Teaching of Jesus

What did Jesus teach ?

At its heart, Jesus' teaching was very simple: Love God above everything else, and love your neighbour (your fellow human beings) as yourself.

Simple, but not easy. And there is of course (a lot) more to it. You might find it helpful to look at the prayer Jesus taught us

The following is an attempt to expand a little bit on what Jesus taught to get you started.

Jesus' teachings are relayed to us in the four Gospels of the New Testament. These are accounts of his life and teaching written down at least thirty years after the event by the adherents of different groups of his followers.They vary to a degree, reflecting the emphases of those particular groups and the audiences they were writing for.

Thousands of books, probably billions of words, have been written about it, from both a scholarly and a pastoral point of view.

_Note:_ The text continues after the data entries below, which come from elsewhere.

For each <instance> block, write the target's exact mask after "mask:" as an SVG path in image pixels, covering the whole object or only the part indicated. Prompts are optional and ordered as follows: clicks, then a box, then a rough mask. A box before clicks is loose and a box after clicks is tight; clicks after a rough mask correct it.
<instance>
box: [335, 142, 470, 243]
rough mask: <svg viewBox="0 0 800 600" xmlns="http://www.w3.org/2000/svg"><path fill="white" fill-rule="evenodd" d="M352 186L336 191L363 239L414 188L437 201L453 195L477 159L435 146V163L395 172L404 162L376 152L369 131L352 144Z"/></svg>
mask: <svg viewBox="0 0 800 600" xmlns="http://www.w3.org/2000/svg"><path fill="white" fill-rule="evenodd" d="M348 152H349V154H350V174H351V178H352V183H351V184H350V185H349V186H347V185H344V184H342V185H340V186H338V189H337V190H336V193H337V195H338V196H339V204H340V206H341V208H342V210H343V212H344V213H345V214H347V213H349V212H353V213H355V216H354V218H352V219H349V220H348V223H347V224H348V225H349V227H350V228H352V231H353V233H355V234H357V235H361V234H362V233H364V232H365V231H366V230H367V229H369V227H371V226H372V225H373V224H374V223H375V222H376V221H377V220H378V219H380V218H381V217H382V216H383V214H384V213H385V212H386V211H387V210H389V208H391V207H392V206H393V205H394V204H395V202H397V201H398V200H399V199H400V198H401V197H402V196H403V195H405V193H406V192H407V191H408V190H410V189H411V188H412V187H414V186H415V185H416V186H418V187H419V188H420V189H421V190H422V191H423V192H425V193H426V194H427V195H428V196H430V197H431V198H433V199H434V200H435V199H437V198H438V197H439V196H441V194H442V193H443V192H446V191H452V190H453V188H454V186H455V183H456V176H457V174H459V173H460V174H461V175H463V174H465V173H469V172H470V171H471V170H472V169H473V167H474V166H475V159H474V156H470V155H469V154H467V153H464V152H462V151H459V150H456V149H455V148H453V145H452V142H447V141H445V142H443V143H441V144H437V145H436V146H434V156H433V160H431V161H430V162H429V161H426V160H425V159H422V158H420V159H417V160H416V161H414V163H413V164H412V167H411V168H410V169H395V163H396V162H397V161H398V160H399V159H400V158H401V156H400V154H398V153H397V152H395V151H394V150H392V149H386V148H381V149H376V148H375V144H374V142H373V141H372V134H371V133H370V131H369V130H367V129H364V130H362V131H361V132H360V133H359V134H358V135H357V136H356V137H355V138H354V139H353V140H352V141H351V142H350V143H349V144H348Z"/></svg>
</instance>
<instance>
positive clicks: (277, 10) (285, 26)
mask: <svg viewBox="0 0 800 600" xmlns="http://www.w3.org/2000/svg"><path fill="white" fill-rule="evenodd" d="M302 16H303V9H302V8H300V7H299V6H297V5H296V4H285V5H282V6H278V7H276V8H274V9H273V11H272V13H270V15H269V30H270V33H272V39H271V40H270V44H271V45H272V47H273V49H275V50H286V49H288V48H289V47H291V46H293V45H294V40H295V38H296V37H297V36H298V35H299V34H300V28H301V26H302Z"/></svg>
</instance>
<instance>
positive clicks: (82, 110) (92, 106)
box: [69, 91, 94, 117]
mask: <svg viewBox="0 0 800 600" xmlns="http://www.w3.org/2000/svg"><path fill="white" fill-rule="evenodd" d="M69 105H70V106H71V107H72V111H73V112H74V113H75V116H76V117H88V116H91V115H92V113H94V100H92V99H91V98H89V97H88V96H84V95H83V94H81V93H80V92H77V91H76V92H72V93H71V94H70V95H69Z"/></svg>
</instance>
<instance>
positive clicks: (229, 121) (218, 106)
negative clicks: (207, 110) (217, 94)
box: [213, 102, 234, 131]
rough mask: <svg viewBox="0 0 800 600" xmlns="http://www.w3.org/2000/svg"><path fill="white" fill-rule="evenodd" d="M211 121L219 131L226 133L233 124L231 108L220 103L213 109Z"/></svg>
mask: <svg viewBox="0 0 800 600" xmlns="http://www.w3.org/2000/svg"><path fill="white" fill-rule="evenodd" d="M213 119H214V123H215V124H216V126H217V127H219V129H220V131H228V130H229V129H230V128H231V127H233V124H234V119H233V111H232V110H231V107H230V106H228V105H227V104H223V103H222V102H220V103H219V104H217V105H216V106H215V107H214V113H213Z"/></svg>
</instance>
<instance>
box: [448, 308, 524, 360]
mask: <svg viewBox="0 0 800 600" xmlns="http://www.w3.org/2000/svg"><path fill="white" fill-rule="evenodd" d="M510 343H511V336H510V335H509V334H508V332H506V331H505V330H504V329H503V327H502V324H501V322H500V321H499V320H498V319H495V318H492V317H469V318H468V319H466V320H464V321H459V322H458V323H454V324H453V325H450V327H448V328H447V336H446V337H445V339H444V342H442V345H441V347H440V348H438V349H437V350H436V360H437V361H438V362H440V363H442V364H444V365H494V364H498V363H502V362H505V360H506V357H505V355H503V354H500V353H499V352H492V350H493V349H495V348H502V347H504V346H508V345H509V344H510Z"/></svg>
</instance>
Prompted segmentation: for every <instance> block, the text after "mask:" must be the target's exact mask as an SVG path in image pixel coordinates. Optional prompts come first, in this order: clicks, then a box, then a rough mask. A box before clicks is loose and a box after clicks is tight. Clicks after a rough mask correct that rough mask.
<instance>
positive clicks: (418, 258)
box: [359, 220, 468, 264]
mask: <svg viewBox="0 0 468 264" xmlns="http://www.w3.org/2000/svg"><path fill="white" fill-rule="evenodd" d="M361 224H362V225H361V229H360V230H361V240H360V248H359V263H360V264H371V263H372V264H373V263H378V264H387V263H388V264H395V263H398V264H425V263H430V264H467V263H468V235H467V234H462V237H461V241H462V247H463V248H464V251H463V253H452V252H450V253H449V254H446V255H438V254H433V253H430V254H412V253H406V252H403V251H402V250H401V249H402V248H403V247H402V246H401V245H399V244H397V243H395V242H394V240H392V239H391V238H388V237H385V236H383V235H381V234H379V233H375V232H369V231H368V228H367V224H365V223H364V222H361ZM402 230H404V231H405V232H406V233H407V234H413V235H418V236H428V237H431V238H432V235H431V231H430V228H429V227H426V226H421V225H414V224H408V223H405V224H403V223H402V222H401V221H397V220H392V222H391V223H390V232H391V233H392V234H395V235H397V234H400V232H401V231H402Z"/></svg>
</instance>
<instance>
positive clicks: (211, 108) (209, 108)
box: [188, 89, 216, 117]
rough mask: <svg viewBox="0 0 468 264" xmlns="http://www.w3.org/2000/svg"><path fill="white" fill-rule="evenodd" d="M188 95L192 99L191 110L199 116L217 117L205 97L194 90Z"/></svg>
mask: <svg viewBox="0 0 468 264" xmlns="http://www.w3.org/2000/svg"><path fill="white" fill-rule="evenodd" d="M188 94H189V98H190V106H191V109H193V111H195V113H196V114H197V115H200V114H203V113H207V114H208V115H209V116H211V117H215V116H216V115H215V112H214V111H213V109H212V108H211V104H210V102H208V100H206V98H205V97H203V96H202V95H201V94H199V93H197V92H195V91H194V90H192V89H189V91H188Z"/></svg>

There are good reasons for seeing two particular areas of teaching as being at the heart of Jesus' message, which actually correspond to that simple statement above.

 

God, power, and love of our neighbour

In Jesus' time, as indeed through most of world history, nearly everybody was at the bottom of the pile in terms of power. Life was a constant struggle to make a basic living while a hierarchy of usually tyrannical rulers exploited those below them through taxation, making themselves rich and keeping everyone else impoverished and powerless.

Jesus' message was that, in God's eyes, all human beings - God's children - are loved unconditionally and loved equally. We should therefore treat everyone accordingly. This was massive: God was on the side of the poor and weak, and a complete reversal of normal power structures and the perceived order of things.

Although this teaching could be seen - and was seen by some - as politically explosive, it seems, that Jesus' message, in keeping with the tradition of the prophets, was more about how we should all think of each other: as fellow children of God. We should love and forgive each other, we should welcome and care for strangers (including foreigners and refugees), we should feed the hungry, visit those in prison, house the homeless and so on. In doing this we would be loving God, for he is there to be found in our fellow human beings.

God's Kingdom

Jesus proclaimed that God's kingdom was coming and was close at hand. He added that the correct response to this was to repent and believe.

We should understand God's Kingdom to mean a world-order in which God's ways are in effect, God's will holds sway, the hungry are fed, the poor lifted up and the powerful brought low.

It seems clear from the Gospels that Jesus - and his followers - expected this to happen imminently. This has presented a conundrum for Christian teaching ever since the early expectations of an early, apocalyptic return of Jesus failed to be realised. Those apocalyptic visions in the Book of Revelation have to be re-interpreted, it would seem.

St John's Gospel seems to point the way, seeming to show that Jesus was teaching that the Kingdom of God was here now, breaking into day-to-day life for those who have eyes to see it. It is almost as though Jesus were trying to teach a different spirituality - one which sees the world differently from the way prevailing culture saw it, one in which the prevailing power structures and moral or religious norms were radically upturned.

For us living now, who have learnt not to expect Jesus' return in the same temporal way as the first Christians did, the challenge is to deepen our spirituality to be more like Jesus, to long, pray and by caring for our fellow human beings, to act for the coming of God's rule here and now.